People mostly use drones for fun – as a hobby or for taking photographs and videos from above. However, new purposes for drones are constantly discovered, such as drone racing, falcon training, livestock monitoring, surveillance, and in search and rescue missions. They are also used for media monitoring and in the manufacturing industry for inspections on the field.

People tend to turn to drones mostly because of their precision, easy navigation, and – naturally – the cost. Everything mentioned above would otherwise be done by a satellite or helicopter, so drones are a significantly cheaper investment.

Vice-President of market research and analysis services provider AMRB, Sukhdev Singh, predicts the drone market is going to reach critical mass in the near future. He said:

“Robust growth is expected in use cases related to inventory management, and in the utilities, oil and gas industries in the Middle East and Africa with drones being used for monitoring and inspection purposes.

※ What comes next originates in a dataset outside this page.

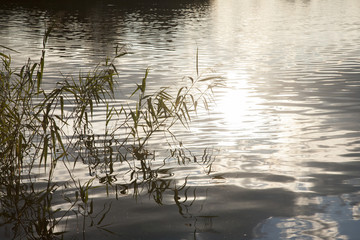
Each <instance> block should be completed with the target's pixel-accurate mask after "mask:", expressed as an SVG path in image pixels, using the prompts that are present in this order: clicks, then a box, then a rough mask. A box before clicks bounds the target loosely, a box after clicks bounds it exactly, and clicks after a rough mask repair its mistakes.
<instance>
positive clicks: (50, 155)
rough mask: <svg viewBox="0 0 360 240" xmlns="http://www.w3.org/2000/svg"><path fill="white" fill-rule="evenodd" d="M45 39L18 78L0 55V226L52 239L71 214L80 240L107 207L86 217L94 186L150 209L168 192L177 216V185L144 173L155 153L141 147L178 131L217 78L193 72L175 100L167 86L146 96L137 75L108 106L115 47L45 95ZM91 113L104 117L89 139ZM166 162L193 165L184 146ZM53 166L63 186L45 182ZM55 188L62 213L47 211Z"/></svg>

Drones will also be rapidly implemented in use cases related to precision mapping as well as in agriculture, not just for monitoring, but to also assess crop health, field drainage and irrigation requirements.”

Meanwhile, consulting company Strategy& recently produced a report which indicates that the drone market in the Gulf Cooperation Council is expected to reach $1.5 billion by 2022. Ramzi Khoury from Strategy& Middle East said:

“Airspace regulators are aware of the growth of drone technology, and are searching for balance between public safety and economic efficiency. Progress of drone legislation and regulation in the GCC is uneven, and therefore the main purpose of the drone traffic control centre is to serve as a centralised authority to manage drone traffic and ensure regulation is followed.”

The sensors attached to drones can capture an impressive amount of different data which can facilitate the digitalisation of numerous industries and enable the conducting of a variety of research. One use for drones that is currently being researched is extending cellular reception to remote areas, such as the desert. This would enable rescue services to locate people that get lost in these areas.